Cheap trick. I read somewhere that good stories don't have surprises like that, no sudden unveiling of facts at the end to suddenly change the plot - dependent on narrator and point-of-view of course - nothing that should have been previously known 100 pages ago that the author just hid up his sleeve to hit you with at the last moment. You can't always apply that rule, of course, but it's worth thinking about. When I wrote loose crazy fantasy fiction-prose I'd just start with characters and see what they did. Several "novels" worth of that hidden away in old desks on lined paper in longhand. Now and then I experiment with prose outside of the blog but it's much more semi-autobiographical. I think, by the way, sometime I should try my hand at scripts. I watched the House of Yes again last night and I want to read the play it's based on, I think it's a very tight script. But the trick one of them employs is "I have a twin"
This is what pissed me off about Sherlock Holmes. I can't believe any of the Holmes stories are considered the standard of mystery literature. "Oh, by the way, Sherlock knew all along cause that one time he saw the thing and did the move to trap the guy. He's so smart heh." Come on.
What bothered me about Sherlock Holmes is the fact that Holmes' skill is essentially "looking very hard" and/or "noticing the details and putting them together." In addition, a lot of the stories rely on there being little tells for Holmes to pick up on - when in real life that isn't always the case - although I suppose the point was the tells were so small "ordinary" people wouldn't notice them.
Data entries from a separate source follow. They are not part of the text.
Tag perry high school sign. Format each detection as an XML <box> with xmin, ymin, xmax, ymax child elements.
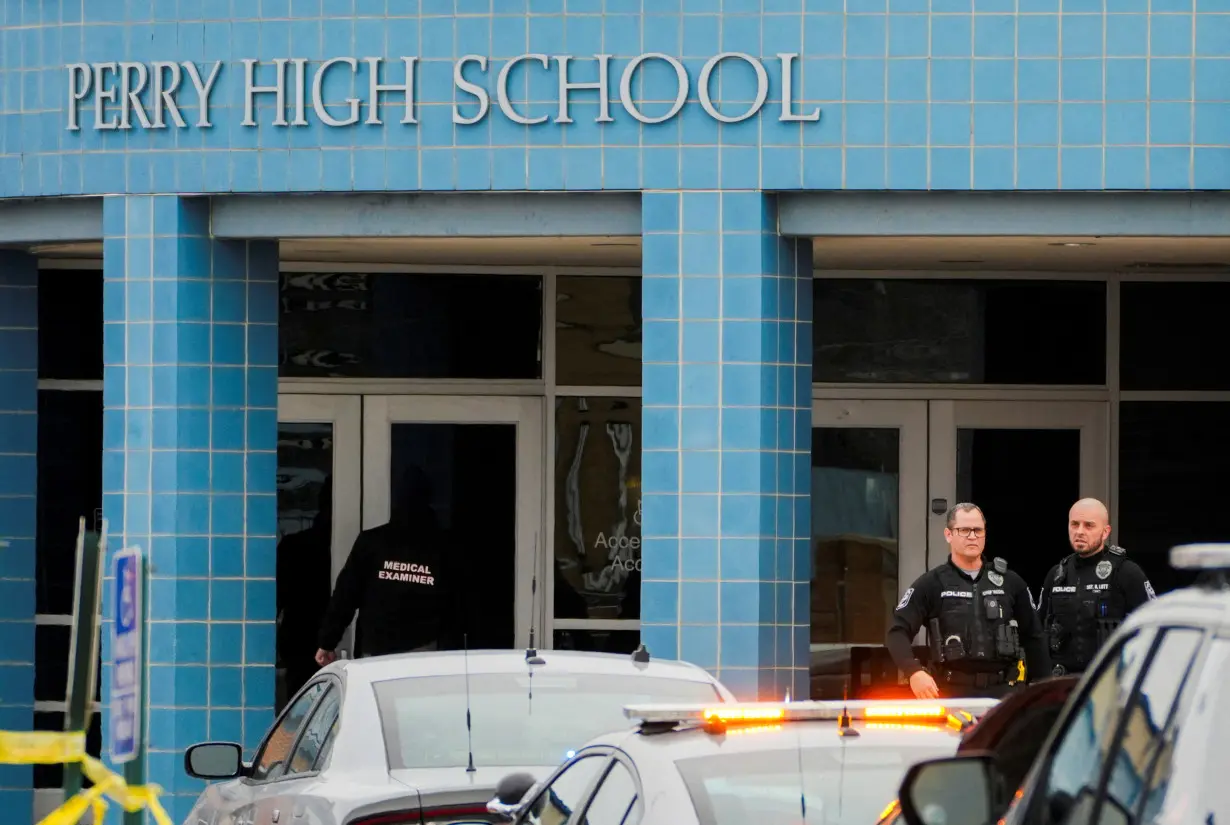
<box><xmin>64</xmin><ymin>53</ymin><xmax>821</xmax><ymax>132</ymax></box>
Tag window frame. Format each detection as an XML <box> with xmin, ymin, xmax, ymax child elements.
<box><xmin>245</xmin><ymin>676</ymin><xmax>337</xmax><ymax>785</ymax></box>
<box><xmin>573</xmin><ymin>748</ymin><xmax>644</xmax><ymax>825</ymax></box>
<box><xmin>513</xmin><ymin>746</ymin><xmax>616</xmax><ymax>825</ymax></box>
<box><xmin>282</xmin><ymin>680</ymin><xmax>345</xmax><ymax>781</ymax></box>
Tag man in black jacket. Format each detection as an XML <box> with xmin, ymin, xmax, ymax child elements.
<box><xmin>315</xmin><ymin>467</ymin><xmax>455</xmax><ymax>663</ymax></box>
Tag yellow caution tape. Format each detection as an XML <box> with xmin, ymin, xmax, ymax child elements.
<box><xmin>0</xmin><ymin>731</ymin><xmax>173</xmax><ymax>825</ymax></box>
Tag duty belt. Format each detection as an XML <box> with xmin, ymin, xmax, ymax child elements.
<box><xmin>941</xmin><ymin>669</ymin><xmax>1009</xmax><ymax>688</ymax></box>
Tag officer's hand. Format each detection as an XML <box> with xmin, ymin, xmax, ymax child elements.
<box><xmin>315</xmin><ymin>648</ymin><xmax>337</xmax><ymax>666</ymax></box>
<box><xmin>909</xmin><ymin>670</ymin><xmax>940</xmax><ymax>700</ymax></box>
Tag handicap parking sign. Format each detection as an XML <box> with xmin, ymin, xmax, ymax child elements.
<box><xmin>110</xmin><ymin>548</ymin><xmax>143</xmax><ymax>764</ymax></box>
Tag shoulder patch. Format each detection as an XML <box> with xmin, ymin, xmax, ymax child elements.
<box><xmin>1108</xmin><ymin>544</ymin><xmax>1126</xmax><ymax>556</ymax></box>
<box><xmin>992</xmin><ymin>556</ymin><xmax>1008</xmax><ymax>574</ymax></box>
<box><xmin>1144</xmin><ymin>581</ymin><xmax>1156</xmax><ymax>600</ymax></box>
<box><xmin>896</xmin><ymin>588</ymin><xmax>914</xmax><ymax>610</ymax></box>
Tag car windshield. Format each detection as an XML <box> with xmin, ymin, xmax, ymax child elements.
<box><xmin>372</xmin><ymin>671</ymin><xmax>724</xmax><ymax>769</ymax></box>
<box><xmin>675</xmin><ymin>743</ymin><xmax>957</xmax><ymax>825</ymax></box>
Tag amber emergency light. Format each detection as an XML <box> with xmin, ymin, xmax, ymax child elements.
<box><xmin>623</xmin><ymin>698</ymin><xmax>1000</xmax><ymax>733</ymax></box>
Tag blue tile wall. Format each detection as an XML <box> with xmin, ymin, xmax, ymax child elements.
<box><xmin>640</xmin><ymin>192</ymin><xmax>812</xmax><ymax>702</ymax></box>
<box><xmin>101</xmin><ymin>196</ymin><xmax>278</xmax><ymax>825</ymax></box>
<box><xmin>4</xmin><ymin>2</ymin><xmax>1230</xmax><ymax>196</ymax></box>
<box><xmin>0</xmin><ymin>251</ymin><xmax>36</xmax><ymax>818</ymax></box>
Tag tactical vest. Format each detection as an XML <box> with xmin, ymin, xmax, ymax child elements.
<box><xmin>932</xmin><ymin>558</ymin><xmax>1022</xmax><ymax>671</ymax></box>
<box><xmin>1045</xmin><ymin>546</ymin><xmax>1129</xmax><ymax>674</ymax></box>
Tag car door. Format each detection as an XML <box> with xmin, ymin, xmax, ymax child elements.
<box><xmin>222</xmin><ymin>680</ymin><xmax>330</xmax><ymax>825</ymax></box>
<box><xmin>572</xmin><ymin>752</ymin><xmax>644</xmax><ymax>825</ymax></box>
<box><xmin>252</xmin><ymin>680</ymin><xmax>344</xmax><ymax>825</ymax></box>
<box><xmin>1004</xmin><ymin>624</ymin><xmax>1208</xmax><ymax>825</ymax></box>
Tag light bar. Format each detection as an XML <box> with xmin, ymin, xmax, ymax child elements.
<box><xmin>624</xmin><ymin>698</ymin><xmax>1000</xmax><ymax>729</ymax></box>
<box><xmin>1170</xmin><ymin>543</ymin><xmax>1230</xmax><ymax>572</ymax></box>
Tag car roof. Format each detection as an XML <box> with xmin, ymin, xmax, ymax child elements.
<box><xmin>319</xmin><ymin>648</ymin><xmax>728</xmax><ymax>689</ymax></box>
<box><xmin>1119</xmin><ymin>577</ymin><xmax>1230</xmax><ymax>636</ymax></box>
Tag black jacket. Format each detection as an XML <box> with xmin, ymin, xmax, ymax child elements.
<box><xmin>886</xmin><ymin>557</ymin><xmax>1051</xmax><ymax>682</ymax></box>
<box><xmin>316</xmin><ymin>506</ymin><xmax>455</xmax><ymax>657</ymax></box>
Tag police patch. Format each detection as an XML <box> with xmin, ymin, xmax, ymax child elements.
<box><xmin>1145</xmin><ymin>581</ymin><xmax>1156</xmax><ymax>600</ymax></box>
<box><xmin>988</xmin><ymin>571</ymin><xmax>1004</xmax><ymax>587</ymax></box>
<box><xmin>1095</xmin><ymin>560</ymin><xmax>1112</xmax><ymax>580</ymax></box>
<box><xmin>896</xmin><ymin>588</ymin><xmax>914</xmax><ymax>610</ymax></box>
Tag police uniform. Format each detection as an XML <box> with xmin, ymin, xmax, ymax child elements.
<box><xmin>1037</xmin><ymin>544</ymin><xmax>1156</xmax><ymax>676</ymax></box>
<box><xmin>886</xmin><ymin>557</ymin><xmax>1052</xmax><ymax>697</ymax></box>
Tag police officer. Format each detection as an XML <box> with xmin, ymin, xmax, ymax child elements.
<box><xmin>886</xmin><ymin>503</ymin><xmax>1051</xmax><ymax>699</ymax></box>
<box><xmin>1037</xmin><ymin>497</ymin><xmax>1156</xmax><ymax>676</ymax></box>
<box><xmin>315</xmin><ymin>467</ymin><xmax>456</xmax><ymax>663</ymax></box>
Idk.
Cut Conan Doyle a little slack, though - it was over a hundred years ago, there was no Internet, he had an opium habit to feed and he even tried to kill Sherlock Holmes off in a satisfying way and the fans dragged it back. You'd probably invent a snake every now and then, too.
It's called a deus ex machina and is to be avoided at all costs. The counterprinciple is Chekhov's gun.
Trey Parker uses it to varying degree when he digs himself into a giant hole in some South Park episodes. In the case of a 22 minute comedy, it can work in a beautifully ridiculous way, although even in those cases I think it's only used because the show is a made in a week and sometimes they just run out of time.
You can get away with a lot more in parody because absurdity is a fundamental part of satire. It's when you're taking yourself seriously - "if the eagles could swoop in and save Frodo and Samwise at the end, why didn't they just ride fuckin' eagles from the Shire in the first place?"